The domestic yield curve remains in flux with a number of structural factors in the market suggesting a bull market for the US Dollar over the next few years and potentially a lifting in the Fed Funds Rate later this year. This cash rate “normalisation” is possible in the short term but  will create economic headwinds for the US especially as the rest of the developed world will be continuing QE and/or ultra-low cash rate policies. The negative US GDP data on Friday night was widely expected by the market . Provided the employment and inflation figures continue on their current trajectory the US yield curve will continue on its volatile “normalisation” path. This is broadly negative for global fixed rate bond markets and hence why we continue to recommend short duration or floating rate instruments.

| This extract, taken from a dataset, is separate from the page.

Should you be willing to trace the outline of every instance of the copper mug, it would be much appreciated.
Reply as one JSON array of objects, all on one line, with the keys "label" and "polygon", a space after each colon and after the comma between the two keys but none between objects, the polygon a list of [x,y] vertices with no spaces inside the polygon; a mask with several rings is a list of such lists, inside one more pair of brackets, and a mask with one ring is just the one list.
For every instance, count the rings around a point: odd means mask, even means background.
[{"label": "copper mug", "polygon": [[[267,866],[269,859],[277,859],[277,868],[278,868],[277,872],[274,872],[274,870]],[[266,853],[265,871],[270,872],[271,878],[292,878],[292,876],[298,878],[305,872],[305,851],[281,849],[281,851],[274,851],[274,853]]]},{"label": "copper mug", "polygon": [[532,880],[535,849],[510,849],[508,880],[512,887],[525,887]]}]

In other news the CEO of the Australian Securities Exchange came out last week questioning the lack of action from the government in reforming the domestic corporate bond market. “Corporate bonds continue to be one of our biggest frustrations,” and “I have been talking about it for four years now. We are big fans of the Murray recommendation – it is not particularly innovative, because it is a well-trodden path in countries like Singapore, NZ and the UK, so we should simply get on with and implement the recommendations and I for the life of me can’t understand why it hasn’t been done.” This is not news  and we hope that reform is on the way . Given the amount of issues confronting parliament at present and the lack of interest to date we are not holding our breath.